An outpatient medical care company owned by UnitedHealth Group was hit with a federal indictment Thursday in Texas for allegedly agreeing with competitors not to recruit each other's senior-level employees.
A federal grand jury returned a two-count indictment against Surgical Care Affiliates, one of the largest U.S. providers of outpatient care — the first charges in an ongoing investigation of "employee allocation agreements," the U.S. Justice Department said in a media statement.
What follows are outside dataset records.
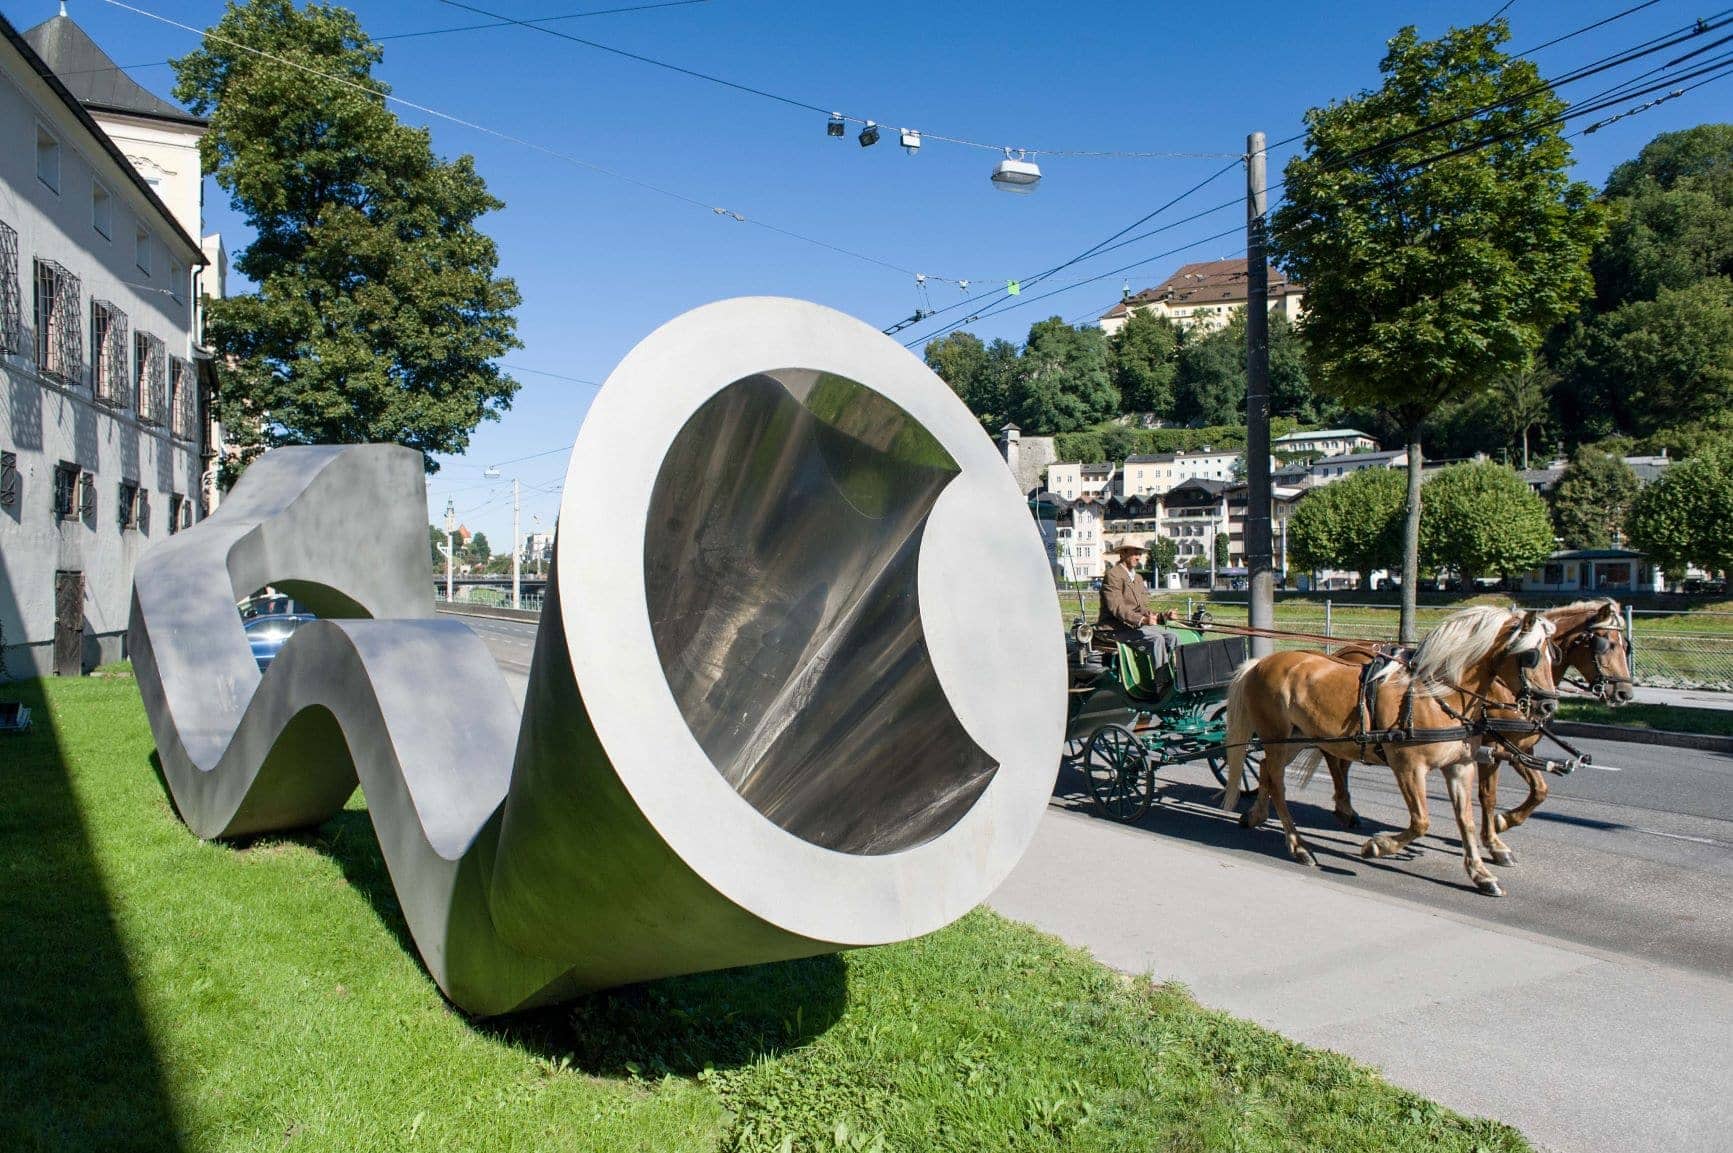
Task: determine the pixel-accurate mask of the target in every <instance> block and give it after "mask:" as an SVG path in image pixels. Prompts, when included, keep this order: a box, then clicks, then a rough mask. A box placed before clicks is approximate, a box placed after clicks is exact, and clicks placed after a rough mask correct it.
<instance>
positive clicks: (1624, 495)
mask: <svg viewBox="0 0 1733 1153" xmlns="http://www.w3.org/2000/svg"><path fill="white" fill-rule="evenodd" d="M1641 487H1643V485H1641V482H1639V480H1638V479H1636V473H1634V472H1631V466H1629V465H1626V463H1624V459H1620V458H1619V456H1613V454H1612V453H1603V451H1601V449H1598V447H1594V446H1589V444H1584V446H1582V447H1579V449H1577V451H1575V453H1574V454H1572V458H1570V463H1568V465H1565V475H1563V477H1560V479H1558V485H1556V487H1555V489H1553V525H1555V527H1556V529H1558V536H1560V539H1561V541H1563V543H1565V548H1606V546H1608V544H1612V543H1613V534H1615V532H1620V531H1622V529H1624V518H1626V511H1627V510H1629V508H1631V501H1632V499H1634V498H1636V494H1638V489H1641Z"/></svg>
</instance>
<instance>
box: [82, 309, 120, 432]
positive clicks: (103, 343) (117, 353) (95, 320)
mask: <svg viewBox="0 0 1733 1153" xmlns="http://www.w3.org/2000/svg"><path fill="white" fill-rule="evenodd" d="M90 390H92V394H94V395H95V399H97V401H102V402H104V404H116V406H121V407H125V406H127V314H125V312H121V310H120V309H116V307H114V305H111V303H109V302H106V300H94V298H92V302H90Z"/></svg>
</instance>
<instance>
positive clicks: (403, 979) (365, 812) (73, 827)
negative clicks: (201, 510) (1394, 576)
mask: <svg viewBox="0 0 1733 1153" xmlns="http://www.w3.org/2000/svg"><path fill="white" fill-rule="evenodd" d="M7 690H10V692H17V694H19V695H23V697H24V699H26V700H28V704H31V706H35V707H36V709H38V713H36V718H38V725H36V730H35V732H33V733H29V735H28V737H10V739H0V740H3V742H5V744H3V746H0V763H3V765H5V773H3V777H5V787H7V803H5V804H3V806H0V846H3V851H0V869H3V884H0V924H5V926H7V943H5V948H3V950H0V1042H3V1046H0V1047H3V1051H5V1052H7V1075H5V1078H3V1080H0V1148H5V1150H73V1148H78V1150H85V1148H88V1150H97V1148H101V1150H369V1151H378V1150H409V1148H426V1150H489V1151H503V1150H535V1151H544V1150H657V1151H665V1150H717V1148H719V1150H879V1148H882V1150H929V1148H944V1150H1059V1148H1066V1150H1229V1148H1232V1150H1246V1151H1249V1150H1334V1151H1338V1153H1347V1151H1352V1150H1366V1151H1373V1150H1378V1151H1390V1150H1461V1151H1464V1153H1468V1151H1478V1150H1487V1151H1494V1150H1497V1151H1508V1150H1509V1151H1513V1150H1525V1148H1527V1144H1525V1143H1523V1139H1522V1137H1520V1136H1518V1134H1516V1132H1515V1130H1511V1129H1506V1127H1503V1125H1497V1124H1492V1122H1483V1120H1468V1118H1463V1117H1457V1115H1454V1113H1451V1111H1447V1110H1442V1108H1438V1106H1435V1104H1431V1103H1428V1101H1425V1099H1421V1098H1416V1096H1414V1094H1411V1092H1405V1091H1402V1089H1397V1087H1392V1085H1388V1084H1386V1082H1383V1080H1381V1078H1379V1077H1378V1075H1376V1073H1373V1072H1371V1070H1366V1068H1362V1066H1359V1065H1355V1063H1352V1061H1348V1059H1345V1058H1341V1056H1336V1054H1331V1052H1321V1051H1312V1049H1305V1047H1301V1046H1296V1044H1293V1042H1288V1040H1284V1039H1281V1037H1277V1035H1274V1033H1269V1032H1265V1030H1262V1028H1256V1026H1253V1025H1249V1023H1244V1021H1236V1019H1232V1018H1227V1016H1222V1014H1217V1013H1210V1011H1204V1009H1201V1007H1199V1006H1198V1004H1196V1002H1192V1000H1191V999H1189V997H1187V995H1185V992H1184V990H1180V988H1175V987H1163V985H1152V983H1149V981H1147V980H1128V978H1123V976H1120V974H1116V973H1113V971H1109V969H1106V967H1102V966H1099V964H1095V962H1094V961H1090V959H1088V957H1087V955H1085V954H1080V952H1074V950H1069V948H1066V947H1064V945H1061V943H1059V941H1055V940H1054V938H1048V936H1045V935H1042V933H1036V931H1035V929H1029V928H1026V926H1021V924H1016V922H1010V921H1005V919H1002V917H996V915H993V914H991V912H984V910H977V912H976V914H972V915H969V917H965V919H964V921H962V922H958V924H955V926H951V928H950V929H944V931H941V933H934V935H932V936H927V938H924V940H918V941H910V943H905V945H896V947H889V948H873V950H861V952H853V954H844V955H841V957H818V959H811V961H801V962H790V964H773V966H759V967H752V969H740V971H730V973H719V974H704V976H693V978H681V980H669V981H657V983H653V985H645V987H634V988H627V990H615V992H608V993H598V995H593V997H587V999H582V1000H579V1002H575V1004H570V1006H563V1007H560V1009H551V1011H544V1013H537V1014H530V1016H525V1018H518V1019H510V1021H490V1023H473V1021H468V1019H464V1018H463V1016H461V1014H458V1013H456V1011H452V1009H451V1007H449V1006H447V1004H445V1002H444V1000H442V999H440V997H438V993H437V990H435V988H433V985H432V983H430V981H428V978H426V974H425V973H423V969H421V966H419V962H418V961H416V954H414V950H412V947H411V943H409V940H407V931H406V928H404V922H402V917H400V914H399V909H397V902H395V896H393V893H392V886H390V879H388V877H386V874H385V867H383V863H381V858H380V851H378V844H376V841H374V836H373V831H371V825H369V822H367V815H366V811H364V806H362V799H360V798H359V796H357V798H355V799H354V801H352V803H350V806H348V808H347V810H345V811H343V813H341V815H340V817H338V818H334V820H331V822H329V824H326V825H322V827H319V829H314V831H307V832H303V834H296V836H281V837H260V839H255V841H251V843H246V844H206V843H201V841H198V839H196V837H192V836H191V834H189V832H187V829H185V827H184V825H182V824H180V822H178V820H177V818H175V815H173V811H172V806H170V801H168V798H166V794H165V791H163V787H161V784H159V780H158V775H156V773H154V772H153V761H151V756H153V744H151V735H149V730H147V726H146V723H144V716H142V711H140V706H139V697H137V688H135V685H133V683H132V681H130V680H128V678H127V676H125V674H113V673H111V674H109V676H104V678H99V680H85V681H49V683H24V685H14V687H7ZM1097 881H1099V879H1092V877H1078V884H1095V883H1097ZM1121 883H1126V879H1123V877H1121V879H1118V881H1114V884H1121ZM1128 891H1130V889H1128ZM1296 995H1298V992H1296Z"/></svg>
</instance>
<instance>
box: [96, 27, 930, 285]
mask: <svg viewBox="0 0 1733 1153" xmlns="http://www.w3.org/2000/svg"><path fill="white" fill-rule="evenodd" d="M102 2H104V3H107V5H111V7H116V9H121V10H125V12H132V14H135V16H142V17H146V19H153V21H158V23H161V24H168V26H170V28H178V29H182V31H189V33H192V35H196V36H204V38H208V40H213V42H217V43H224V45H229V47H232V49H239V50H241V52H248V54H251V55H256V57H262V59H269V61H274V62H277V64H282V66H284V68H293V69H296V71H300V73H303V75H308V76H317V78H321V80H329V81H331V83H336V85H341V87H347V88H354V90H357V92H366V94H367V95H373V97H378V99H381V101H390V102H393V104H400V106H402V107H409V109H414V111H418V113H421V114H425V116H433V118H435V120H442V121H445V123H451V125H458V127H459V128H468V130H470V132H480V134H482V135H489V137H494V139H499V140H506V142H508V144H516V146H520V147H527V149H532V151H535V153H541V154H544V156H551V158H553V160H560V161H563V163H568V165H574V166H577V168H584V170H586V172H594V173H600V175H605V177H612V179H615V180H624V182H626V184H631V186H634V187H639V189H645V191H646V192H655V194H657V196H665V198H669V199H674V201H679V203H683V205H688V206H693V208H702V210H705V212H709V213H712V215H717V217H726V218H731V220H737V222H740V224H750V225H754V227H759V229H764V231H768V232H775V234H778V236H787V238H790V239H797V241H801V243H804V244H811V246H815V248H823V250H827V251H834V253H837V255H842V257H849V258H853V260H861V262H865V264H872V265H877V267H880V269H889V270H892V272H901V274H903V276H917V274H918V272H917V270H915V269H910V267H905V265H899V264H892V262H889V260H880V258H879V257H872V255H867V253H861V251H854V250H851V248H844V246H841V244H832V243H830V241H823V239H818V238H816V236H808V234H804V232H795V231H792V229H783V227H780V225H775V224H769V222H766V220H757V218H754V217H747V215H743V213H738V212H731V210H728V208H721V206H717V205H712V203H707V201H702V199H698V198H695V196H688V194H685V192H679V191H676V189H669V187H662V186H659V184H652V182H650V180H641V179H638V177H633V175H629V173H624V172H619V170H615V168H608V166H605V165H598V163H594V161H589V160H584V158H581V156H575V154H572V153H565V151H560V149H556V147H549V146H546V144H537V142H535V140H529V139H525V137H520V135H513V134H510V132H501V130H499V128H490V127H487V125H482V123H477V121H473V120H464V118H463V116H454V114H452V113H445V111H440V109H437V107H432V106H428V104H419V102H416V101H409V99H404V97H400V95H395V94H392V92H386V90H385V88H380V87H373V85H364V83H360V81H357V80H352V78H348V76H338V75H334V73H326V71H321V69H317V68H312V66H308V64H302V62H300V61H293V59H288V57H284V55H279V54H276V52H265V50H263V49H255V47H251V45H246V43H241V42H239V40H232V38H229V36H222V35H218V33H215V31H210V29H201V28H194V26H192V24H184V23H180V21H177V19H172V17H168V16H163V14H159V12H151V10H147V9H140V7H137V5H132V3H127V0H102ZM927 277H929V279H950V277H936V276H932V274H931V272H929V274H927Z"/></svg>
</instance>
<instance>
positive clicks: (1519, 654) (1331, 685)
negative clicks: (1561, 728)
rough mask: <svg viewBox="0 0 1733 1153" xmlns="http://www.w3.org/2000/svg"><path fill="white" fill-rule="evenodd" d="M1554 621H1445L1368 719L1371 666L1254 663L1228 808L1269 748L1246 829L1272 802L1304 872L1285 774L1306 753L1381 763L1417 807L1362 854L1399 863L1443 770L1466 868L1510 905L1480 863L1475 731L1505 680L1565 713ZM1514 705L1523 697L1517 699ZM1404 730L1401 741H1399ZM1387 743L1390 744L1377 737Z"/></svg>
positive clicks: (1238, 708)
mask: <svg viewBox="0 0 1733 1153" xmlns="http://www.w3.org/2000/svg"><path fill="white" fill-rule="evenodd" d="M1551 635H1553V624H1551V621H1548V619H1546V617H1542V616H1539V614H1535V612H1527V614H1525V612H1513V610H1508V609H1490V607H1475V609H1464V610H1461V612H1456V614H1451V616H1449V617H1445V621H1444V622H1442V624H1438V628H1437V629H1433V631H1431V635H1428V636H1426V640H1425V642H1423V643H1421V647H1419V650H1418V652H1416V654H1414V659H1412V662H1411V664H1409V666H1407V668H1404V666H1400V664H1395V662H1392V664H1388V666H1385V668H1383V669H1379V671H1378V673H1374V674H1373V678H1371V683H1369V687H1367V694H1366V695H1367V700H1366V709H1364V714H1362V694H1360V678H1362V673H1364V669H1360V668H1357V666H1355V664H1350V662H1345V661H1336V659H1334V657H1326V655H1322V654H1310V652H1277V654H1272V655H1269V657H1262V659H1258V661H1248V662H1246V664H1243V666H1241V668H1239V671H1237V673H1236V674H1234V681H1232V685H1229V690H1227V749H1225V751H1227V759H1229V770H1227V792H1225V796H1223V799H1222V808H1225V810H1229V811H1234V810H1236V808H1237V806H1239V791H1241V785H1239V782H1241V777H1239V775H1241V770H1243V765H1244V756H1246V746H1248V742H1249V739H1251V737H1253V735H1255V737H1258V739H1260V740H1262V742H1263V765H1262V766H1260V770H1258V799H1256V803H1255V804H1253V806H1251V811H1249V813H1246V815H1244V817H1243V818H1241V824H1243V825H1246V827H1249V829H1256V827H1258V825H1262V824H1263V822H1265V818H1267V817H1269V810H1270V804H1274V806H1275V815H1277V817H1279V818H1281V822H1282V831H1284V834H1286V836H1288V851H1289V853H1291V855H1293V858H1295V860H1298V862H1300V863H1305V865H1308V863H1315V862H1314V858H1312V853H1310V850H1308V848H1307V844H1305V841H1303V839H1301V837H1300V831H1298V829H1296V827H1295V820H1293V815H1291V813H1289V811H1288V798H1286V768H1288V763H1289V761H1293V759H1295V756H1298V754H1300V752H1303V751H1305V749H1307V747H1308V746H1310V747H1317V749H1319V751H1321V752H1324V754H1326V756H1334V758H1340V759H1341V761H1345V763H1347V761H1357V759H1376V761H1379V763H1383V765H1388V766H1390V770H1392V772H1393V773H1395V778H1397V787H1399V789H1400V791H1402V799H1404V801H1405V803H1407V808H1409V827H1407V829H1404V831H1402V832H1399V834H1395V836H1393V837H1392V836H1386V834H1378V836H1374V837H1371V839H1369V841H1367V843H1366V844H1364V846H1362V848H1360V855H1362V857H1390V855H1393V853H1400V851H1402V850H1404V848H1405V846H1407V844H1409V843H1411V841H1414V839H1418V837H1421V836H1425V834H1426V831H1428V827H1430V825H1431V822H1430V818H1428V815H1426V773H1428V772H1430V770H1433V768H1437V770H1440V772H1442V773H1444V780H1445V785H1447V789H1449V792H1451V808H1452V810H1454V811H1456V824H1457V829H1459V832H1461V837H1463V869H1464V870H1466V872H1468V879H1470V881H1473V883H1475V888H1478V889H1480V891H1482V893H1487V895H1489V896H1503V895H1504V891H1503V889H1501V888H1499V883H1497V877H1494V876H1492V870H1490V869H1487V865H1485V862H1483V860H1482V858H1480V839H1478V836H1477V834H1475V827H1473V811H1471V810H1473V789H1475V777H1477V773H1475V751H1477V749H1478V746H1480V742H1482V737H1480V735H1478V732H1475V726H1477V725H1478V721H1480V720H1482V718H1485V714H1487V707H1489V697H1490V694H1492V692H1494V690H1496V685H1497V681H1501V680H1503V681H1504V685H1506V687H1509V685H1520V687H1523V690H1525V692H1527V690H1530V688H1532V690H1535V694H1537V699H1539V700H1541V706H1539V709H1541V711H1542V713H1546V711H1551V706H1553V704H1556V694H1555V685H1553V671H1551V664H1549V662H1548V661H1544V659H1542V657H1544V652H1542V650H1544V647H1546V645H1548V640H1549V638H1551ZM1511 697H1513V699H1515V694H1513V695H1511ZM1399 730H1400V732H1399ZM1379 735H1383V739H1379Z"/></svg>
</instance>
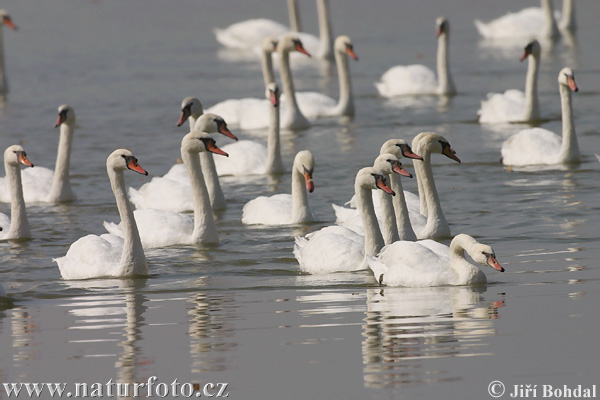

"The charges demonstrate the Antitrust Division's continued commitment to criminally prosecute collusion in America's labor markets," Assistant Attorney General Makan Delrahim said in the statement.
Law enforcement "will ensure that companies who illegally deprive employees of competitive opportunities are not immune from our antitrust laws."
In a statement, Surgical Care Affiliates said it "will vigorously defend itself against these unjustified allegations."
The government's position, the company continued, "represents a novel application of the antitrust laws as they relate to employee recruitment, for which there is no precedent or foundation."
Suburban Chicago-based Surgical Care Affiliates said the indictment involves conduct that allegedly occurred before the company was purchased by UnitedHealth in 2017. Prosecutors claim violations of the Sherman Act started as early as 2010 and went into 2017.
Minnetonka-based UnitedHealth, the nation's largest health insurer, bought Surgical Care Affiliates for $2.3 billion.